(This is the post that I wrote a couple of months ago but held over until the omens were propitious, and/or the relevant anniversary lurched into view. In fact, that was the post that kickstarted the whole YouTube blogging ennui thing. Crazy days, eh?)
I was born in May, 1968, at the height of the Paris événements, although I should make clear that I was in Exeter at the time, where you don't need to look under the paving stones for the beach - it's a few miles down the river, just before you get to the sea.
Understandably, I don't remember much about the demonstrations, the occupations, the slogans as they were happening, but by the time the 20th anniversary rolled around, I was well up on my Situationist theory and even went through a phase of carrying a lemon around with me, to counteract the inevitable teargas attack from, uh, the Devon and Cornwall Constabulary.
And now we're approaching the 20th anniversary of that 20th anniversary.
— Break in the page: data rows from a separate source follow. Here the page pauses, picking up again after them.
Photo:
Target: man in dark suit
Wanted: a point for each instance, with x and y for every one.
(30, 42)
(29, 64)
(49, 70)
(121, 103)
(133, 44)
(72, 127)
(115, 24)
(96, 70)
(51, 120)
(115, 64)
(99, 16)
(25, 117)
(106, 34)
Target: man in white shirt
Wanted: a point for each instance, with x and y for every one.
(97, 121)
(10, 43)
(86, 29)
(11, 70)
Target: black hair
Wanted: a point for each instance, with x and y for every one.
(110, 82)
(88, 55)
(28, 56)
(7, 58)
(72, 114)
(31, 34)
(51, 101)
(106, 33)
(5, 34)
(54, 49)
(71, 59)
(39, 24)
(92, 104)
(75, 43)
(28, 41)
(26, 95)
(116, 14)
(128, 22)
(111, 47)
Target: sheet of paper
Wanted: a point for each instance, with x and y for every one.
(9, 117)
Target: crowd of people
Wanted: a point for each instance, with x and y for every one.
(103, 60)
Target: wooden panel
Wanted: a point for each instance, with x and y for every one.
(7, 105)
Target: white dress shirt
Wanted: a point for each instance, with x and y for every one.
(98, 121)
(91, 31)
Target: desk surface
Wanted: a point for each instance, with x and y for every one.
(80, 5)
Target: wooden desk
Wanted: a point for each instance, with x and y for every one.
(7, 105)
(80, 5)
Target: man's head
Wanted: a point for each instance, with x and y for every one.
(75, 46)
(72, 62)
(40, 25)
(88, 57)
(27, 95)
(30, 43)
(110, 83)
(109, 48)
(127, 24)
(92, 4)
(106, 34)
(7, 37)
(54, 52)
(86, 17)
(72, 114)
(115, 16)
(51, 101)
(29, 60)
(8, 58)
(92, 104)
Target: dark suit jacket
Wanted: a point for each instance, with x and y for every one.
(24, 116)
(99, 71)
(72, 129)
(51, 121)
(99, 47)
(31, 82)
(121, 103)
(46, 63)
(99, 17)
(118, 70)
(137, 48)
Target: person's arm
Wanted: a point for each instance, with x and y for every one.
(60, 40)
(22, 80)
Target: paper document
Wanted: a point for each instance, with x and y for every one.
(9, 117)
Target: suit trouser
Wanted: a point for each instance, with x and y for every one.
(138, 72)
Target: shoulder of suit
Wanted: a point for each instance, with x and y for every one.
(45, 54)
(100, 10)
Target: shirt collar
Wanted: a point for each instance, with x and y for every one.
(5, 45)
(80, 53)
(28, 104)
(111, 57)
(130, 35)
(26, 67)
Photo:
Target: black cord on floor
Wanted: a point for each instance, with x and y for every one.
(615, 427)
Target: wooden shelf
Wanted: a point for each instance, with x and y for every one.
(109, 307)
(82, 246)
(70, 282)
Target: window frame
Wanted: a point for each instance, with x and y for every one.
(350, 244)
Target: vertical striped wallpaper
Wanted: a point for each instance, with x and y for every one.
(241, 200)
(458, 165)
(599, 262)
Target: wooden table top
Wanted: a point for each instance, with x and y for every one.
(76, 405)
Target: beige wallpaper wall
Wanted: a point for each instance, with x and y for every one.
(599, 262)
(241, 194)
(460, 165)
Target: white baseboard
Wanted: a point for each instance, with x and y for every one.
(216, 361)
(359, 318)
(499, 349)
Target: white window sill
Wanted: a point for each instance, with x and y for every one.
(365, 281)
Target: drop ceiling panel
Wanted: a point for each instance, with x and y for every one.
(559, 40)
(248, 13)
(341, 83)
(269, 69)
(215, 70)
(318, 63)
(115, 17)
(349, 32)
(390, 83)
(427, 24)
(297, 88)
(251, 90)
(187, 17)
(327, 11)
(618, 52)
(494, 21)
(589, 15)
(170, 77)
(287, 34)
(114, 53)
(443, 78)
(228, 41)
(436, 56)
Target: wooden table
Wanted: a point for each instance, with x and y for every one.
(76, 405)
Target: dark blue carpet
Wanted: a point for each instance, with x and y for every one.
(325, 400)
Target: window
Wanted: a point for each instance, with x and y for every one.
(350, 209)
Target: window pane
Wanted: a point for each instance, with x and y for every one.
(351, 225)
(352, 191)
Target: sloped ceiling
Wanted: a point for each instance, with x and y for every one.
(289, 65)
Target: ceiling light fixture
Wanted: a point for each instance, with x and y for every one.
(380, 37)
I've been watching a Channel 4 programme from 1988, which reunited a number of the protagonists, and it seems just as distant, just as weird, as the grainy footage of the occupation of the Sorbonne and all that malarkey. It's not just the technical aspects that date it: the old C4 logo; the wobbly CSO; the obsession that lefty graphic designers had with typewriter fonts. It's the fact that the big players manage to look more old-fashioned than they did in their polo-necks and desert boots as they manned the barricades. Julia Kristeva sports scary blue eye shadow; Daniel Cohn-Bendit, is that a mullet I see? And, bloody hell, somebody's smoking in the studio!
But what really makes the whole thing look old is that Channel 4 was devoting two whole programmes to a freewheeling, intelligent, informed, prickly discussion about history and politics without Vernon Kay or George Lamb or somesuch witless twunt waving his arms around and talking about ringtones.